# Happy New Years



## effox (Apr 21, 2010)

I'll be partying it up downtown tonight, so I figured I'd start this off now.

Have a great new years, looking forward to seeing 2012 with you awesome people here at BCA. Hopefully everyone behaves tonight )

Cheers,
Chris


----------



## Dietmar (Dec 15, 2011)

Happy New Year to everyone as well.
Drive sensibly


----------



## effox (Apr 21, 2010)

Translink is also free from my understanding, with extended hours for skytrain by an hour, so utilize that instead of DUI'ing for sure. All my crew is on board for a safe journey into the New Year.

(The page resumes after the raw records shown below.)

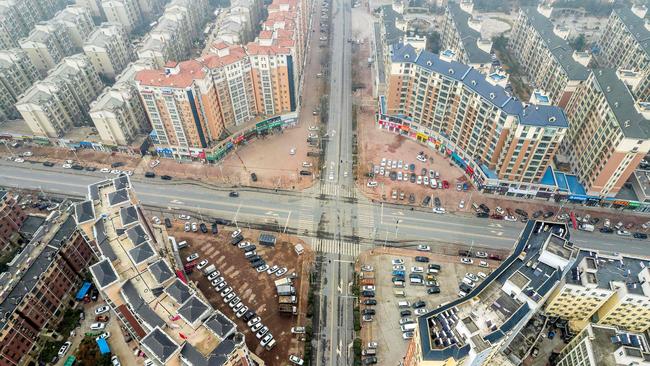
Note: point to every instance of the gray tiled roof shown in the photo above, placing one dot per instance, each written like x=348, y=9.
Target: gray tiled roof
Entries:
x=128, y=215
x=621, y=101
x=104, y=273
x=193, y=310
x=141, y=253
x=178, y=291
x=160, y=345
x=541, y=115
x=84, y=211
x=468, y=36
x=160, y=271
x=117, y=197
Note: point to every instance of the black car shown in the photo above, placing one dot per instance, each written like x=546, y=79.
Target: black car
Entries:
x=419, y=304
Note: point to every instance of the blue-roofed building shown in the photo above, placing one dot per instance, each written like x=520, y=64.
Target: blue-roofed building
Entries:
x=495, y=138
x=474, y=329
x=544, y=53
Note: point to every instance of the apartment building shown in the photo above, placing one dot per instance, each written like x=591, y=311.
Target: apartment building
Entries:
x=609, y=133
x=118, y=113
x=544, y=53
x=108, y=49
x=605, y=346
x=474, y=329
x=599, y=290
x=473, y=114
x=182, y=105
x=171, y=321
x=230, y=68
x=41, y=288
x=461, y=33
x=17, y=73
x=54, y=105
x=125, y=12
x=11, y=219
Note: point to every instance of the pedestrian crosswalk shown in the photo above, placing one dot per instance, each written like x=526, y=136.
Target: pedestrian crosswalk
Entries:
x=333, y=246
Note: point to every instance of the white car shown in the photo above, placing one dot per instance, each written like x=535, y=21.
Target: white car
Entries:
x=102, y=309
x=202, y=264
x=296, y=360
x=97, y=326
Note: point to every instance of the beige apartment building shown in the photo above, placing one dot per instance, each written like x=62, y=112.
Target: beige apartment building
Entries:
x=598, y=291
x=608, y=135
x=54, y=105
x=473, y=114
x=125, y=12
x=108, y=49
x=118, y=113
x=542, y=49
x=461, y=33
x=17, y=74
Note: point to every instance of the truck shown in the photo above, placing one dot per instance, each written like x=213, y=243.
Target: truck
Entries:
x=287, y=308
x=209, y=269
x=287, y=299
x=286, y=290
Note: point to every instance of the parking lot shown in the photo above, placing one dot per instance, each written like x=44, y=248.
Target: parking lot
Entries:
x=256, y=290
x=385, y=326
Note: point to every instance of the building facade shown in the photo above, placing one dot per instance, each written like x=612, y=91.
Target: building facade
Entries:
x=608, y=137
x=545, y=55
x=479, y=118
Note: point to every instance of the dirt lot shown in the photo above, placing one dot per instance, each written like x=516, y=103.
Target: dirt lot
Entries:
x=257, y=290
x=385, y=328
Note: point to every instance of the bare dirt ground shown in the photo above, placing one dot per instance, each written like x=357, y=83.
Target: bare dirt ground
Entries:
x=257, y=290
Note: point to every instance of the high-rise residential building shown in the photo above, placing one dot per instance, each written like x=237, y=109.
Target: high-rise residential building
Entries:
x=461, y=33
x=598, y=345
x=54, y=105
x=472, y=115
x=12, y=217
x=230, y=69
x=598, y=291
x=474, y=329
x=118, y=113
x=609, y=133
x=174, y=325
x=41, y=287
x=182, y=104
x=108, y=49
x=625, y=44
x=64, y=35
x=17, y=74
x=125, y=12
x=544, y=53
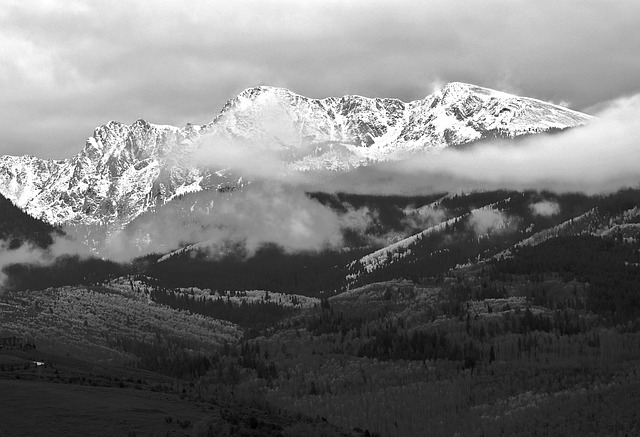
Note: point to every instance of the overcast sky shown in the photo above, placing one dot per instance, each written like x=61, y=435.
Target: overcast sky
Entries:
x=68, y=66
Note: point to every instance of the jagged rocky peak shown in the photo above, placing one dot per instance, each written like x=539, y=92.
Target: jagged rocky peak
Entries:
x=124, y=170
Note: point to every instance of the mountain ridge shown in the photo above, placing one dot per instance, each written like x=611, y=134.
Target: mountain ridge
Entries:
x=124, y=170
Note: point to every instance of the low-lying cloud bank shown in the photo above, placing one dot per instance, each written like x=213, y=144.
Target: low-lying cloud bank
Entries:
x=262, y=213
x=30, y=254
x=601, y=157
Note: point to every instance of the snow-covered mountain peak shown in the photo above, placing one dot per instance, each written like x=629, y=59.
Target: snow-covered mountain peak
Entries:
x=124, y=170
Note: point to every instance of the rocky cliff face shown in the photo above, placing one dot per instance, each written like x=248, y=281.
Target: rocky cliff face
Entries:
x=125, y=170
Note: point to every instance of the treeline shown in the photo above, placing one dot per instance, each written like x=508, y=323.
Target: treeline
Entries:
x=162, y=356
x=253, y=315
x=64, y=270
x=610, y=266
x=271, y=268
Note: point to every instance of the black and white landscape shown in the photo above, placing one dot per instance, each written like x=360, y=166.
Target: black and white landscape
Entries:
x=452, y=259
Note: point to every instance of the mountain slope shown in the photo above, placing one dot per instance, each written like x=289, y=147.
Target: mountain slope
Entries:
x=125, y=170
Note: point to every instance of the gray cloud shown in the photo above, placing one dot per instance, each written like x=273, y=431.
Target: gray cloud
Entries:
x=30, y=254
x=66, y=67
x=601, y=157
x=264, y=213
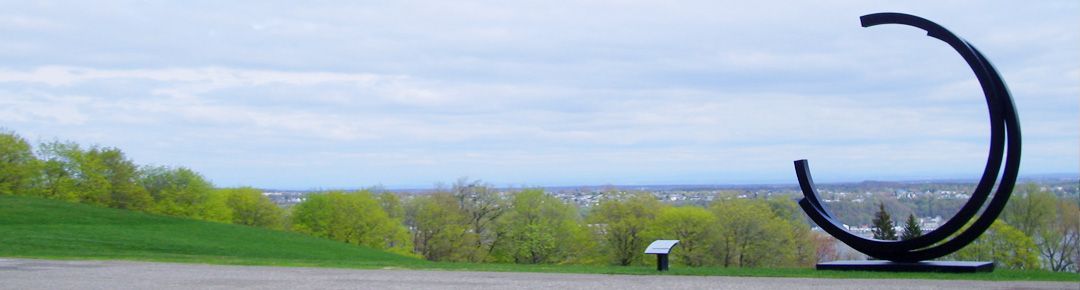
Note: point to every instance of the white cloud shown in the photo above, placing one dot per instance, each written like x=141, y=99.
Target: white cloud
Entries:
x=419, y=92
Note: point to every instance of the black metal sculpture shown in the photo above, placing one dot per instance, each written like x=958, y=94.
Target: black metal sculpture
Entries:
x=1004, y=145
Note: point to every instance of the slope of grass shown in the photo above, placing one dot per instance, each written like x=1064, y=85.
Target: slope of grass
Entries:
x=35, y=228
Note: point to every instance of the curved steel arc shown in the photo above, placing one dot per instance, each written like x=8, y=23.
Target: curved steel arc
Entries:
x=1003, y=124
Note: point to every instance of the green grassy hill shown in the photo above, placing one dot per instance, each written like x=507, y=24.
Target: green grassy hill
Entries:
x=36, y=228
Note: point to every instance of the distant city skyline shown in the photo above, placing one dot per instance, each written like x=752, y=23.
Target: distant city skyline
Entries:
x=409, y=94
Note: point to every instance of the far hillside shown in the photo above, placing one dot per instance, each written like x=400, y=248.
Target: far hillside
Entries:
x=37, y=228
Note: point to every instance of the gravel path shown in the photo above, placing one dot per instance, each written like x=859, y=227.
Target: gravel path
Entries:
x=46, y=274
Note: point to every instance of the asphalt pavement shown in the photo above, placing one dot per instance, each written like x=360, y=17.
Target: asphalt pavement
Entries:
x=50, y=274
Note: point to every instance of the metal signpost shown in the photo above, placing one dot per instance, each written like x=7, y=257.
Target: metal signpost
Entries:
x=661, y=248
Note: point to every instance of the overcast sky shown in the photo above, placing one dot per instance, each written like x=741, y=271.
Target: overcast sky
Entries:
x=406, y=94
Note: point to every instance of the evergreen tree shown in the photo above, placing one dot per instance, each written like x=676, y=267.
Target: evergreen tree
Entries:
x=882, y=224
x=912, y=229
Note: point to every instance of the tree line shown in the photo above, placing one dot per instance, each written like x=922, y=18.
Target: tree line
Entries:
x=471, y=221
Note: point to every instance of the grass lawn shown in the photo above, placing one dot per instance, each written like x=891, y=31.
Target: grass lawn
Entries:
x=42, y=229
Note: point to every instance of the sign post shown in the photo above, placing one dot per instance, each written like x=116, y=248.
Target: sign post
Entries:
x=661, y=248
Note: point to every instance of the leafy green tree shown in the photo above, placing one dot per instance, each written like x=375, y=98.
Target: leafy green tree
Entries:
x=353, y=218
x=1029, y=209
x=912, y=229
x=75, y=175
x=541, y=229
x=181, y=192
x=122, y=176
x=250, y=207
x=623, y=220
x=1004, y=245
x=802, y=239
x=1060, y=242
x=882, y=225
x=441, y=231
x=58, y=169
x=392, y=205
x=751, y=235
x=18, y=167
x=693, y=226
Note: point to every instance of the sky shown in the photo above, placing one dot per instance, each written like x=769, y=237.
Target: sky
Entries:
x=410, y=94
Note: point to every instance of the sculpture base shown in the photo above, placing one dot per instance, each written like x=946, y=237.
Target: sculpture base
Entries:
x=945, y=266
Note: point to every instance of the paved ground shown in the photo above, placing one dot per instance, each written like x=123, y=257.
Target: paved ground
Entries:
x=43, y=274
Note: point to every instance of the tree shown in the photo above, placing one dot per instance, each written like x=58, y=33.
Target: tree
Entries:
x=353, y=218
x=751, y=235
x=483, y=206
x=17, y=165
x=57, y=171
x=825, y=247
x=392, y=205
x=122, y=177
x=882, y=225
x=623, y=219
x=1030, y=209
x=181, y=192
x=1060, y=242
x=541, y=229
x=1007, y=246
x=912, y=229
x=693, y=226
x=440, y=229
x=250, y=207
x=802, y=239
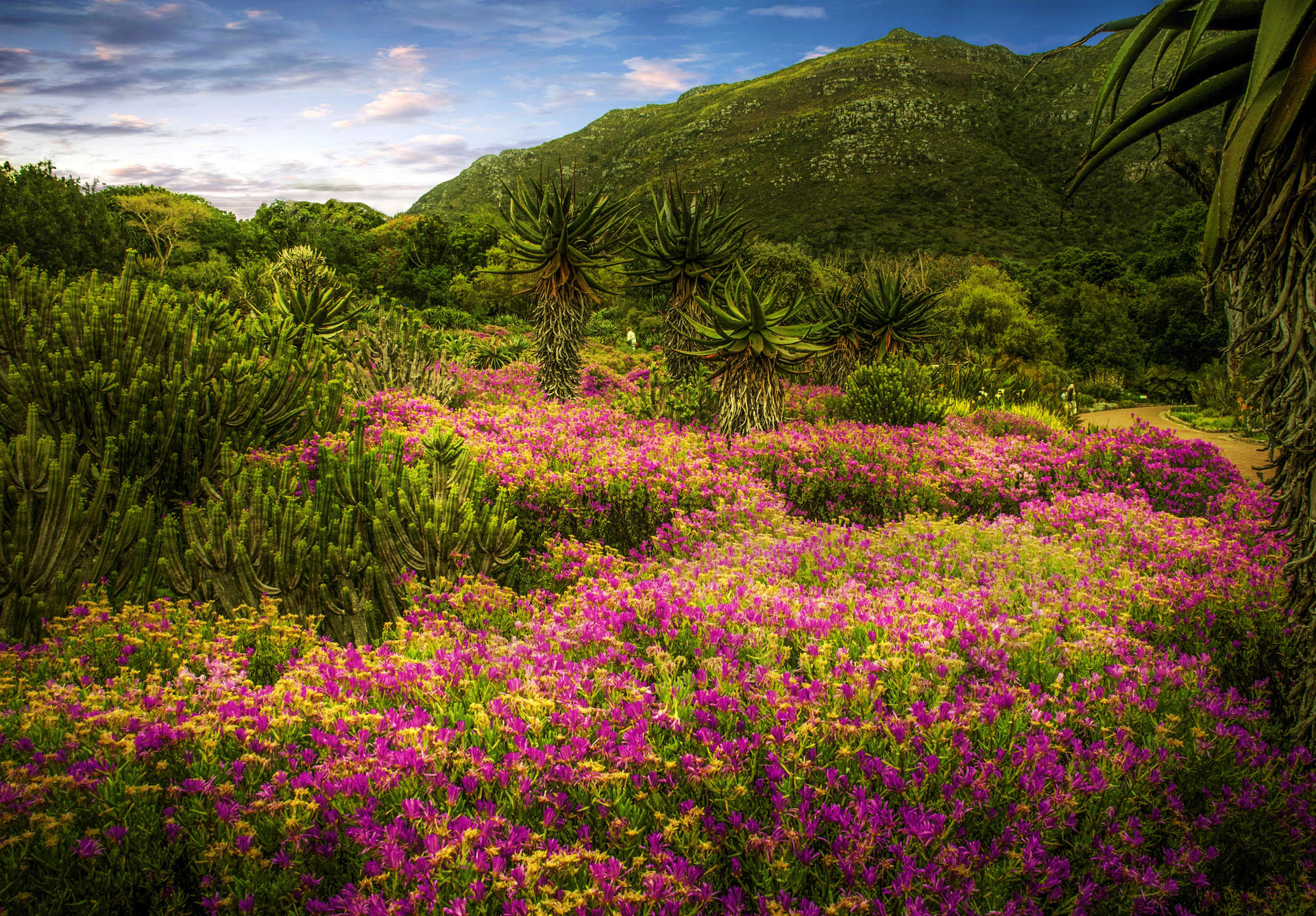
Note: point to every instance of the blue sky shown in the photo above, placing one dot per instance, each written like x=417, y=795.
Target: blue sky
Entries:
x=383, y=99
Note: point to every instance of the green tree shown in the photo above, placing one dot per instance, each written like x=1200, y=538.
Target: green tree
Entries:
x=1097, y=327
x=164, y=219
x=62, y=223
x=1260, y=61
x=1177, y=327
x=987, y=311
x=756, y=336
x=695, y=241
x=565, y=238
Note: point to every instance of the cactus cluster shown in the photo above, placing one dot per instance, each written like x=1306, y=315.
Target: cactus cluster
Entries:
x=117, y=400
x=399, y=351
x=343, y=545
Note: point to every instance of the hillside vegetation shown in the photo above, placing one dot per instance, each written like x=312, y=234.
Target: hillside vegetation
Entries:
x=898, y=144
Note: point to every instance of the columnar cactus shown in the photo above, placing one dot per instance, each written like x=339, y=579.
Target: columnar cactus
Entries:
x=170, y=382
x=58, y=532
x=341, y=547
x=399, y=351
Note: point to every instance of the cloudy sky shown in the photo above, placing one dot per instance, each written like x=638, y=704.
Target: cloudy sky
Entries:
x=380, y=100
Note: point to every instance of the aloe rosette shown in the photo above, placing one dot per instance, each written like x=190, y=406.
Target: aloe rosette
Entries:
x=756, y=337
x=696, y=240
x=565, y=238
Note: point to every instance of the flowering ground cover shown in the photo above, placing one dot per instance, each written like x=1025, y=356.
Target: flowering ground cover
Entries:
x=981, y=667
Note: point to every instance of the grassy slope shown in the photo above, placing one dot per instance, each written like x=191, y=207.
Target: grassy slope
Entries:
x=901, y=144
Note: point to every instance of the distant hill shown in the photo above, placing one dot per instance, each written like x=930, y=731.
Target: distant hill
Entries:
x=899, y=144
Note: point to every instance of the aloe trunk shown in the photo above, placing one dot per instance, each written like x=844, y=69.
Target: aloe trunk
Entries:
x=752, y=395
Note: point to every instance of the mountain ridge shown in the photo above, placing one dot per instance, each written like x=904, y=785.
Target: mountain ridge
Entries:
x=897, y=144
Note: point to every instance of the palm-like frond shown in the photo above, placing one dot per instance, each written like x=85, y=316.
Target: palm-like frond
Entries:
x=891, y=316
x=565, y=238
x=695, y=241
x=1261, y=62
x=744, y=320
x=695, y=238
x=1258, y=60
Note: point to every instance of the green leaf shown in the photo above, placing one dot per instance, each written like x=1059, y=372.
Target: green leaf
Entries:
x=1281, y=21
x=1206, y=12
x=1234, y=164
x=1194, y=100
x=1300, y=81
x=1137, y=41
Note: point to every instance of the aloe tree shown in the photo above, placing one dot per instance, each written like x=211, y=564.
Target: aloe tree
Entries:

Definitely drive sensibly, as there will be others on the road who won't be.


----------



## Chappy (Apr 21, 2010)

Enjoy, Chris! Happy New Year and all the best in 2012 
Shelley


----------



## BubBleBee (May 7, 2010)

Happy New Years to you to and all BCA members!!


----------



## zhasan (Oct 28, 2010)

Happy New Year everyone!!! May this year bring peace, prosperity and happiness to all of us together with countless new members to this forum!


----------



## crazy72 (Apr 22, 2010)

Best wishes to everyone.


----------



## Morainy (Apr 21, 2010)

Happy New Year, everyone!


----------



## Nicklfire (Apr 21, 2010)

Everyone have a safe night, happy new year  

dont drink and drive!


----------



## Slopster (Mar 14, 2011)

Old Scottish saying, and this is way old Scottish. 

Lang may yer Lums reich..


Translation:

May your Chimney always have smoke..



Way back they always said this to one another on new years eve,
We now say Happy New years..

Being A Scot, thought I'd throw that in..

Cheers.

Rob..


----------



## effox (Apr 21, 2010)

We met many a police in peace tonight in Vancouver, it reminded me of pre-playoffs with almost everyone beyond the one scrap being beyond nice.

Cheers to everyone in this new years.


----------



## Tazzy_toon (Jul 25, 2011)

Happy New Year!


----------